Sun Java System Messaging Server 6 2005Q4 Administration Guide

Character Set Labeling

The MIME specification provides a mechanism to label the character set used in a plain text message. Specifically, a charset= parameter can be specified as part of the Content-type: header line. Various character set names are defined in MIME, including US-ASCII (the default), ISO-8859-1, ISO-8859-2, and many more that have been subsequently defined.

Some existing systems and user agents do not provide a mechanism for generating these character set labels; as a result, some plain text messages may not be properly labeled. The charset7, charset8, and charsetesc channel keywords provide a per-channel mechanism to specify character set names to be inserted into message headers which lack character set labelling. Each keyword requires a single argument giving the character set name. The names are not checked for validity. Note, however, that character set conversion can only be done on character sets specified in the character set definition file charsets.txt found in the MTA table directory. The names defined in this file should be used if possible.

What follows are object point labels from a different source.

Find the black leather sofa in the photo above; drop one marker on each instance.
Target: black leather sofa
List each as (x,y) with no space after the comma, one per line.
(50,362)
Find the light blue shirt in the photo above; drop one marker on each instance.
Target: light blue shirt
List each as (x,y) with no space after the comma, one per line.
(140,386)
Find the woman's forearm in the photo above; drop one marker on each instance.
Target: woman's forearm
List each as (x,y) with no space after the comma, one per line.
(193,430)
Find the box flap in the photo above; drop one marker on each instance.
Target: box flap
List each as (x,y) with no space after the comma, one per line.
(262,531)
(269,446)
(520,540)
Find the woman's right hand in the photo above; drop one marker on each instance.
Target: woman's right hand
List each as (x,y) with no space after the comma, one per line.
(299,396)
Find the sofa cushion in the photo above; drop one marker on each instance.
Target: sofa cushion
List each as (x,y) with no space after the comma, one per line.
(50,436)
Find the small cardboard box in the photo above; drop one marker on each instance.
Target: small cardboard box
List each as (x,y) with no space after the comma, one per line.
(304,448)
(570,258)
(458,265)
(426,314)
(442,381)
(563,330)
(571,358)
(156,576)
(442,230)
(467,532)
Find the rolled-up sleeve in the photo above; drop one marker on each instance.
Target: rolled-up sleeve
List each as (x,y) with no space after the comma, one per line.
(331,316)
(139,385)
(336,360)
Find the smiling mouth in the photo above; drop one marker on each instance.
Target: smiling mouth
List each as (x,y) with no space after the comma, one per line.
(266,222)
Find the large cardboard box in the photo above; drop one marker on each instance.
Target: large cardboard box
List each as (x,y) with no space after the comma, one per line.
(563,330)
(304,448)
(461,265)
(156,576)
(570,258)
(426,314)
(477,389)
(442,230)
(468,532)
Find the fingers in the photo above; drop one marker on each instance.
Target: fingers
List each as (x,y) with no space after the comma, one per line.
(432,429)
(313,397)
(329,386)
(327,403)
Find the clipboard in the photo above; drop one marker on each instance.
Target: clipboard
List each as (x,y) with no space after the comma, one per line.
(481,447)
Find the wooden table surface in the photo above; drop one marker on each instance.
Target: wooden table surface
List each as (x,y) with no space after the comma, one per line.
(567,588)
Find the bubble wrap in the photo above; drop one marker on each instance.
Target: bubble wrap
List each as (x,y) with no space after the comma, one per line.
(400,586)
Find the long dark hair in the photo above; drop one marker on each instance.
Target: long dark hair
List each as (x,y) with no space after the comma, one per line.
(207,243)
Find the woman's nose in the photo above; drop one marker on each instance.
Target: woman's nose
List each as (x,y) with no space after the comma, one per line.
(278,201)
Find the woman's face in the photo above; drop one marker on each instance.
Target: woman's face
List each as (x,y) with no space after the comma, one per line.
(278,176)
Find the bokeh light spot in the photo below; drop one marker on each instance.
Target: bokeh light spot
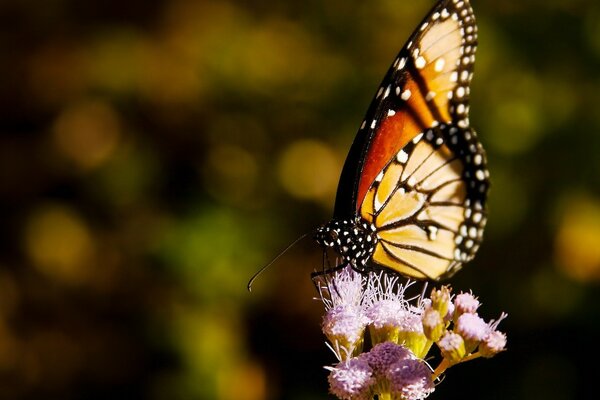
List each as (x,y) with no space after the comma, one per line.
(577,243)
(87,133)
(59,244)
(308,169)
(230,173)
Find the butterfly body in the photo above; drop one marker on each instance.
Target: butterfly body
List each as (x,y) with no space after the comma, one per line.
(413,189)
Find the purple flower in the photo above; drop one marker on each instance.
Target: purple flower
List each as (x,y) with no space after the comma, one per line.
(471,327)
(384,313)
(410,379)
(351,379)
(433,324)
(466,303)
(494,343)
(384,355)
(344,326)
(452,346)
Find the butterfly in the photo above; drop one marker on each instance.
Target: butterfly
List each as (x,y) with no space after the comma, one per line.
(412,193)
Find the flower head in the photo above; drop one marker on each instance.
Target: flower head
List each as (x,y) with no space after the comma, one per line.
(401,332)
(452,346)
(351,379)
(410,379)
(494,343)
(384,355)
(433,324)
(344,326)
(466,303)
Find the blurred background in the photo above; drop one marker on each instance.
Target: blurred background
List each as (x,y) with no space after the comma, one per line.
(154,154)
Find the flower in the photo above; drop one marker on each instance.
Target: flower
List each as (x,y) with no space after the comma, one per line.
(351,379)
(452,346)
(410,379)
(433,324)
(382,338)
(494,343)
(465,303)
(384,355)
(344,326)
(472,328)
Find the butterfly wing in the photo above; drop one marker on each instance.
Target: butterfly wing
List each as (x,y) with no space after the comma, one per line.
(416,170)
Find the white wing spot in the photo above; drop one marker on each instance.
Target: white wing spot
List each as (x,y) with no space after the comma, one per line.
(417,138)
(402,63)
(439,64)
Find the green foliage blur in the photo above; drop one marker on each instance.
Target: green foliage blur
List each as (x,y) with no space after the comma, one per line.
(155,154)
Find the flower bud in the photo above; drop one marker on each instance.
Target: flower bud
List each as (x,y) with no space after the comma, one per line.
(494,343)
(433,324)
(452,347)
(440,299)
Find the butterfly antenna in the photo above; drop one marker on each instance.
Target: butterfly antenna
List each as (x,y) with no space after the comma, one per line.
(260,271)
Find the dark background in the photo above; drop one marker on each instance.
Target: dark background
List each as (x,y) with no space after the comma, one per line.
(154,154)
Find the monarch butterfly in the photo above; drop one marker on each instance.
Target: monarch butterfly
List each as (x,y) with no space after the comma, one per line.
(412,192)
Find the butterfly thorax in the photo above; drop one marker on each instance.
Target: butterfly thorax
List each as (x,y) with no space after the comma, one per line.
(354,240)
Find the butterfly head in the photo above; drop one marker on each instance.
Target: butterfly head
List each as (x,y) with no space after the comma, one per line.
(353,240)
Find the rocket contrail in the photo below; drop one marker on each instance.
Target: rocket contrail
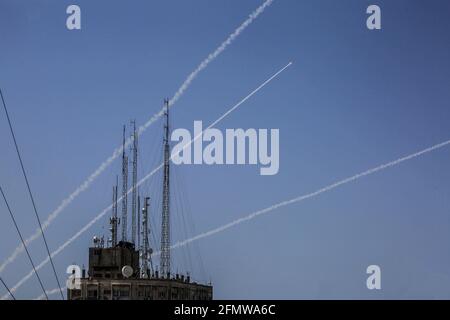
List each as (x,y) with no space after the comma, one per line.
(118,151)
(305,197)
(107,209)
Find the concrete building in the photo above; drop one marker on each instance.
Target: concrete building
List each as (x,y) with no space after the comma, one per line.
(114,274)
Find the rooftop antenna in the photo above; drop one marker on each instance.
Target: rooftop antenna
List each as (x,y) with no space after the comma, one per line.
(145,249)
(134,182)
(124,189)
(138,220)
(114,221)
(165,225)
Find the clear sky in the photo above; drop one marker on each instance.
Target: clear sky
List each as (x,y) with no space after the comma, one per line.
(353,99)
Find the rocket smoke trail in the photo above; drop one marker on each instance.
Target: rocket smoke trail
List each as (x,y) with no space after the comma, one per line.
(106,210)
(118,151)
(300,198)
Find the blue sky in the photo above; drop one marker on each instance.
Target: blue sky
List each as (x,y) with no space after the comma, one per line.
(353,99)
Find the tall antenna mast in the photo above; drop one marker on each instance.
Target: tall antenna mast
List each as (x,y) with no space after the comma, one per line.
(124,189)
(139,221)
(145,250)
(165,229)
(134,182)
(114,220)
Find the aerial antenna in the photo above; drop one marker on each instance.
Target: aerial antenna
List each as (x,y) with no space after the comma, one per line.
(124,189)
(138,221)
(165,225)
(145,249)
(134,182)
(114,220)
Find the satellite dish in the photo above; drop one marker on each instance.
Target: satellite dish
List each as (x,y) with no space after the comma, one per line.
(127,271)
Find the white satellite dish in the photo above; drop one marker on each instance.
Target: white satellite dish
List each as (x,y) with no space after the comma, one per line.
(127,271)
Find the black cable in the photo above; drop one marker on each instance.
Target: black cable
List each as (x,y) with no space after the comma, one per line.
(9,291)
(23,242)
(31,195)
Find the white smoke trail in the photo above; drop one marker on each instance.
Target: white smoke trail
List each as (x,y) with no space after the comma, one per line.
(106,210)
(304,197)
(118,151)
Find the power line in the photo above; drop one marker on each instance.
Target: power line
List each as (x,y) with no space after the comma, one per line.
(23,242)
(30,193)
(9,291)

The charset7 character set name is used if the message contains only seven bit characters; the charset8 character set name will be used if eight bit data is found in the message; charsetesc will be used if a message containing only seven bit data happens to contain escape characters also. If the appropriate keyword is not specified no character set name will be inserted into Content-type: header lines.

Note that the charset8 keyword also controls the MIME encoding of 8-bit characters in message headers (where 8-bit data is unconditionally illegal). The MTA normally MIME-encodes any (illegal) 8-bit data encountered in message headers, labeling it as the UNKNOWN charset if no charset8 value has been specified.

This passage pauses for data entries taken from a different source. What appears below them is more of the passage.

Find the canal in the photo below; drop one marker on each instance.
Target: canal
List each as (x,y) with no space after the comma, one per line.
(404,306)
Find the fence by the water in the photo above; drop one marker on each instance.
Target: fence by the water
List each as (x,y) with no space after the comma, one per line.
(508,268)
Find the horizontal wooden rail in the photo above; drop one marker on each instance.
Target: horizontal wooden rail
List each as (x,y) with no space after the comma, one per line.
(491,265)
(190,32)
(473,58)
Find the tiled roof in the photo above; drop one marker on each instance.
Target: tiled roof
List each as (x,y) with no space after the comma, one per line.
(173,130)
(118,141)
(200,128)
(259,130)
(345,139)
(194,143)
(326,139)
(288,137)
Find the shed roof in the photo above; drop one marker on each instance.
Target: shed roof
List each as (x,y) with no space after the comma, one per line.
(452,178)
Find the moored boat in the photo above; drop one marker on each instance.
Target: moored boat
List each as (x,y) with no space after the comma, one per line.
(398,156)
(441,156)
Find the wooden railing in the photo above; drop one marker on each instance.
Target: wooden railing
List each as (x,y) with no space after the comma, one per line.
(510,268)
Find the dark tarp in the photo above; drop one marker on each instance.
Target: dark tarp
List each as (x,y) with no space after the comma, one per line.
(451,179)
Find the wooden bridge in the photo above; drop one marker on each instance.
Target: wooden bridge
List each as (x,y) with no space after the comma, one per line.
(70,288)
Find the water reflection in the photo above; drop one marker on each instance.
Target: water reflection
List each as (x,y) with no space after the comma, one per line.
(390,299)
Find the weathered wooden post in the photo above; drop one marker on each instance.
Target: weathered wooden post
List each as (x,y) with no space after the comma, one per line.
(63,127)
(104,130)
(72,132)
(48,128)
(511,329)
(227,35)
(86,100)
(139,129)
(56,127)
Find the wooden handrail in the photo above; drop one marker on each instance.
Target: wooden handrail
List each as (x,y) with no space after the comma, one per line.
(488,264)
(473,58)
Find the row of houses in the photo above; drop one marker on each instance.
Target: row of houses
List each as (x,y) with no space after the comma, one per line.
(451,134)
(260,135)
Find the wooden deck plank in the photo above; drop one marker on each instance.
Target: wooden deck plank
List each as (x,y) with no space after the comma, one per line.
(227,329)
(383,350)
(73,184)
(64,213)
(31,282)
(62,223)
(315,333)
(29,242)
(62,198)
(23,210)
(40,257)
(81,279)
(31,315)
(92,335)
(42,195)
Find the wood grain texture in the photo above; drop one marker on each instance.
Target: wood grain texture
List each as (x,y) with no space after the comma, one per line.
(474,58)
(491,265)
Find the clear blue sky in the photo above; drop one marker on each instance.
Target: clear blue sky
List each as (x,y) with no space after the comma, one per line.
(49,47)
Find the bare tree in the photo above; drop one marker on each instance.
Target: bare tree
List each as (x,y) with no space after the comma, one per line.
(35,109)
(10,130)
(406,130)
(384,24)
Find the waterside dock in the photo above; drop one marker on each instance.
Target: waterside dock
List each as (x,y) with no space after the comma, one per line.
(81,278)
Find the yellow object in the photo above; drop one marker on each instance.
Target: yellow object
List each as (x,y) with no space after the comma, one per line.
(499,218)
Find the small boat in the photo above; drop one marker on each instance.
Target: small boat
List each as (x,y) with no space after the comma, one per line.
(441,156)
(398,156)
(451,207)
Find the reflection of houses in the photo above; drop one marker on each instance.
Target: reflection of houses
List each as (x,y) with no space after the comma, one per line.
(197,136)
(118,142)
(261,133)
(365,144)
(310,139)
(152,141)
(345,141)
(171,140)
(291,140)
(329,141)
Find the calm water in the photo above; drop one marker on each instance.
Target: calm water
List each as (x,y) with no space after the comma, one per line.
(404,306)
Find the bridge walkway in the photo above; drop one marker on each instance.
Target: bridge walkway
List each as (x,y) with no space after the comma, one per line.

These character set specifications never override existing labels; that is, they have no effect if a message already has a character set label or is of a type other than text. It is usually appropriate to label MTA local channels as follows:


l ... charset7 US-ASCII charset8 ISO-8859-1 ...
hostname

If there is no Content-type header in the message, it is added. This keyword also adds the MIME-version: header line if it is missing.

The charsetesc keyword tends to be particularly useful on channels that receive unlabeled messages using Japanese or Korean character sets that contain the escape character.